A “store and forget” attitude is being blamed for over a quarter of businesses ending up running production databases of over 50 terabytes in size, and for their difficulty retrieving important historical information. The growth in database storage size is occurring alongside a 50 percent rise in online transactional data, Forrester said.
A worrying one fifth of expenditure on data center infrastructure is directed at supporting data growth, as businesses attempt to retain data for analysis, and 64 percent of businesses surveyed by the analyst firm store the data on high-cost tier-1 storage.
Noel Yuhanna, principal analyst at Forrester, said: “Database archiving often fails to get the attention it needs compared to other critical activities related to production databases and data warehouses.”
“An archival system becomes critical when you need to access archived information in response to a legal summons, customer service issue, security investigation or technical issue.

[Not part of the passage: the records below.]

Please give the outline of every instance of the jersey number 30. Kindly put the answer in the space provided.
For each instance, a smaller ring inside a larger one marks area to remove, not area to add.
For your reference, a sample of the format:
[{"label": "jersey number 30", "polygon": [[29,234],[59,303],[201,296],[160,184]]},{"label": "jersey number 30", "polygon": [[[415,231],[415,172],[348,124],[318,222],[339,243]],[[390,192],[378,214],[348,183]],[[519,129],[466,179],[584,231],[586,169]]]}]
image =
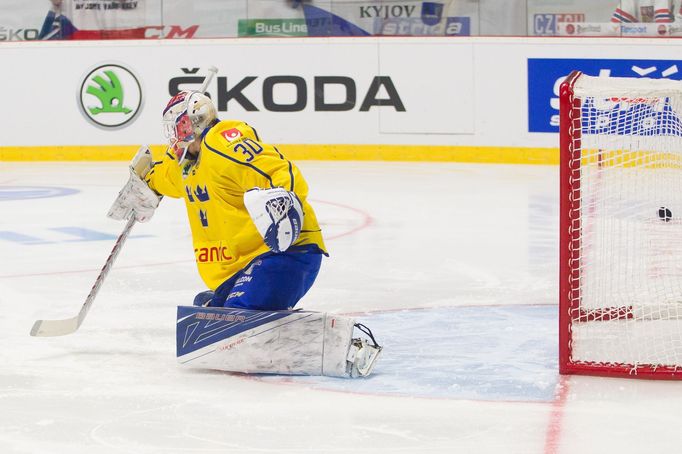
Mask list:
[{"label": "jersey number 30", "polygon": [[236,144],[232,148],[232,151],[235,153],[241,152],[243,155],[246,155],[246,162],[251,162],[257,154],[260,154],[260,152],[263,151],[263,147],[258,142],[254,142],[251,139],[244,139]]}]

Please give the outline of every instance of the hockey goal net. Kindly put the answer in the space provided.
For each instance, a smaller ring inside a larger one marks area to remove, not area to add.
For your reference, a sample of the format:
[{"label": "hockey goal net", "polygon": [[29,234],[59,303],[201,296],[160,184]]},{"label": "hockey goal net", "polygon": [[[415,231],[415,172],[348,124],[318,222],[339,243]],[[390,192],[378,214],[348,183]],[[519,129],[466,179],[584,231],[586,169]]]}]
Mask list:
[{"label": "hockey goal net", "polygon": [[560,372],[682,379],[682,82],[561,85]]}]

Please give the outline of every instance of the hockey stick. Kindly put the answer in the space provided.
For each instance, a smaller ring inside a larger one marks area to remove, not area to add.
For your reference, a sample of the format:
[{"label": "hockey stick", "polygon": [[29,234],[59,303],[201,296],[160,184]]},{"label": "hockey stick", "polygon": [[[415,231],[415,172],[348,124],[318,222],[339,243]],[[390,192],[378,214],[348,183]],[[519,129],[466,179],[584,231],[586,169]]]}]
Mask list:
[{"label": "hockey stick", "polygon": [[[211,79],[213,79],[213,76],[215,76],[215,74],[218,72],[218,69],[215,66],[211,66],[209,67],[208,71],[208,75],[204,79],[204,83],[200,88],[201,93],[206,91],[208,84],[211,82]],[[78,315],[63,320],[36,320],[36,322],[33,324],[33,328],[31,328],[31,336],[64,336],[66,334],[74,333],[76,330],[78,330],[78,328],[80,328],[85,316],[88,314],[88,311],[92,306],[92,302],[95,300],[95,297],[97,296],[97,293],[104,282],[104,279],[109,274],[109,270],[113,266],[116,257],[118,257],[121,248],[123,248],[123,244],[128,239],[128,235],[130,234],[130,231],[134,225],[135,216],[131,216],[128,220],[128,223],[124,227],[123,232],[121,232],[118,239],[116,240],[114,248],[111,250],[107,261],[104,263],[102,270],[99,272],[99,276],[97,276],[95,283],[90,289],[90,293],[88,294],[87,298],[85,298],[85,302],[83,303],[81,310],[78,312]]]},{"label": "hockey stick", "polygon": [[128,239],[128,234],[134,225],[135,216],[131,216],[130,220],[123,229],[123,232],[121,232],[118,239],[116,240],[116,244],[111,250],[109,258],[107,258],[107,261],[104,263],[102,271],[99,272],[99,276],[97,276],[94,285],[90,289],[88,297],[85,299],[85,303],[83,303],[83,307],[81,307],[80,312],[78,312],[78,315],[64,320],[36,320],[36,322],[33,324],[33,328],[31,328],[31,336],[64,336],[66,334],[75,332],[81,326],[83,319],[85,319],[85,316],[90,310],[90,306],[92,306],[92,302],[95,300],[95,296],[97,296],[97,293],[99,292],[99,288],[102,286],[102,282],[104,282],[104,278],[106,278],[107,274],[109,274],[109,270],[114,264],[114,260],[116,260],[118,253],[123,247],[123,243],[125,243],[126,239]]}]

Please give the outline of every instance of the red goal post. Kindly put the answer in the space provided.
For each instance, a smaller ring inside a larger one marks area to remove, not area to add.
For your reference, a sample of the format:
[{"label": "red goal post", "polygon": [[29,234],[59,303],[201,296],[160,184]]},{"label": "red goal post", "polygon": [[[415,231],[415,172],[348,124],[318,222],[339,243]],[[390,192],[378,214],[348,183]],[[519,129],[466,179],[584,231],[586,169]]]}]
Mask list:
[{"label": "red goal post", "polygon": [[682,82],[560,88],[559,371],[682,379]]}]

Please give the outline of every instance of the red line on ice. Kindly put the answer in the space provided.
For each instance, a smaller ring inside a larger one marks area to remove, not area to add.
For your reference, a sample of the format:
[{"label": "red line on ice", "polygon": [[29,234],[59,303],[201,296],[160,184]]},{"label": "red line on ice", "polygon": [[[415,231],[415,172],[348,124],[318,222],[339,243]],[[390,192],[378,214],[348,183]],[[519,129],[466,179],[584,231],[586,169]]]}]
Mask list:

The value of archiving grows considerably as it becomes easier to access the archived data.”
Clearpace, the database archiving software supplier that commissioned the research, said IT managers need to place the same priority on the long term retention and retrieval of structured data, that they place now on managing email and document archives.
Conventional approaches to database archiving often focus on moving inactive data out of production databases, Clearpace said, instead of optimizing data storage and making information easily accessible.
But database archiving is not the only data compliance risk companies are struggling to tackle. According to research released separately today, around a third of IT users have lost important documents and been unable to find them when required.